Вложив последние силы в образ бедного художника и пообещав приехать, Виктор попрощался и положил трубку. Портье, давно переставший прислушиваться к разговору, дремал за стойкой. Виктор машинально пролистнул еще пару страниц справочника и вдруг замер, уставившись в него невидящими глазами. «Черт, это какой-то рок!.. Снова Мозган!»

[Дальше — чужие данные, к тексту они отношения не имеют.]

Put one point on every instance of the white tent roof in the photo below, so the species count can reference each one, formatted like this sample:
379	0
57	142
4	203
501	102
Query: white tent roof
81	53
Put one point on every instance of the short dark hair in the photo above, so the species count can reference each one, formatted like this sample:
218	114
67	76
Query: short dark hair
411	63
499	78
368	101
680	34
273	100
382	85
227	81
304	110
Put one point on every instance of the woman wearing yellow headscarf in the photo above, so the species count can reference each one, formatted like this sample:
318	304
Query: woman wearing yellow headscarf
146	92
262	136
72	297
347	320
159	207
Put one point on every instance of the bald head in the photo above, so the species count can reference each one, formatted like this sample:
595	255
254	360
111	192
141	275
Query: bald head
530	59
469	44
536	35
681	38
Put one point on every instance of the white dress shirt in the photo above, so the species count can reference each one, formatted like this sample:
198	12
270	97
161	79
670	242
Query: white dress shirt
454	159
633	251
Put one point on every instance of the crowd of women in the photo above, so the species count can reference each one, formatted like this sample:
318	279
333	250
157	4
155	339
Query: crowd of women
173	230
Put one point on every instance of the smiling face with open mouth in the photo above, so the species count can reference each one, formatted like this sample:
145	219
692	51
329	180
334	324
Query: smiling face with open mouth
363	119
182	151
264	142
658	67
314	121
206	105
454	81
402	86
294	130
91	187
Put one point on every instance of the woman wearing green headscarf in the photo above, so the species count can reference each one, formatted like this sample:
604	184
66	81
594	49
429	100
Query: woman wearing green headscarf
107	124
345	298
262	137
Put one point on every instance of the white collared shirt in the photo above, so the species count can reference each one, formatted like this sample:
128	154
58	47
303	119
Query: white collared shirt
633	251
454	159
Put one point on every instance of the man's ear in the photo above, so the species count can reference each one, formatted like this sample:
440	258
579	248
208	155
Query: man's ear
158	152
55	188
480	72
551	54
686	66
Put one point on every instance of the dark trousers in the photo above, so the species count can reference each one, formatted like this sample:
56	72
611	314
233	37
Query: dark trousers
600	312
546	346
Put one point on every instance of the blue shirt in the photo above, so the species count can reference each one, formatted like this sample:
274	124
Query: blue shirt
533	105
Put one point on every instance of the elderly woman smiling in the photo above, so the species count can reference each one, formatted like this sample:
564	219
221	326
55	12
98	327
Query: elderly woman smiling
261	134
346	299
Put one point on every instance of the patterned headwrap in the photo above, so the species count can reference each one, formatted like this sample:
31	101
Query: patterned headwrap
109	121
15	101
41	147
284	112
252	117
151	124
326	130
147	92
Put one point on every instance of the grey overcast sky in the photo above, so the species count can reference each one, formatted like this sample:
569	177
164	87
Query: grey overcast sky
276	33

Конечно, он его знал. Его многие знали. Например, в полицейском департаменте. Или в следственном отделе прокуратуры. Правда там Мозган был больше известен, как Дядюшка Сэм. Еще каких-то десять лет назад он и его шустрые ребята занимались всем, что дает большие и быстрые деньги – от банального рэкета до крупной контрабанды. Тогда имя Дядюшки Сэма и слово мафия означали одно и то же. Благодаря ли врожденной хитрости или хорошим адвокатам – а скорее всего, и тому, и другому – он ни разу не был осужден, хотя попыток упрятать его за решетку предпринималось множество. После войны Мозган остепенился и отошел от откровенно криминальных дел. Поговаривали, он сумел отмыть капиталы, исключительно ловко вкладывая их в покупку земель и в строительство, и, как многие из его породы, стал вести жизнь респектабельного и законопослушного гражданина. Однако Виктор слышал, что охранниками у него до сих пор работают его бывшие подельники. Их последняя встреча стоила Виктору карьеры следователя – карьеры, откровенно говоря, не яркой и недолгой. Сейчас терять было особенно нечего, кроме разве что лицензии частного сыщика. Сомнительная ценность, что и говорить.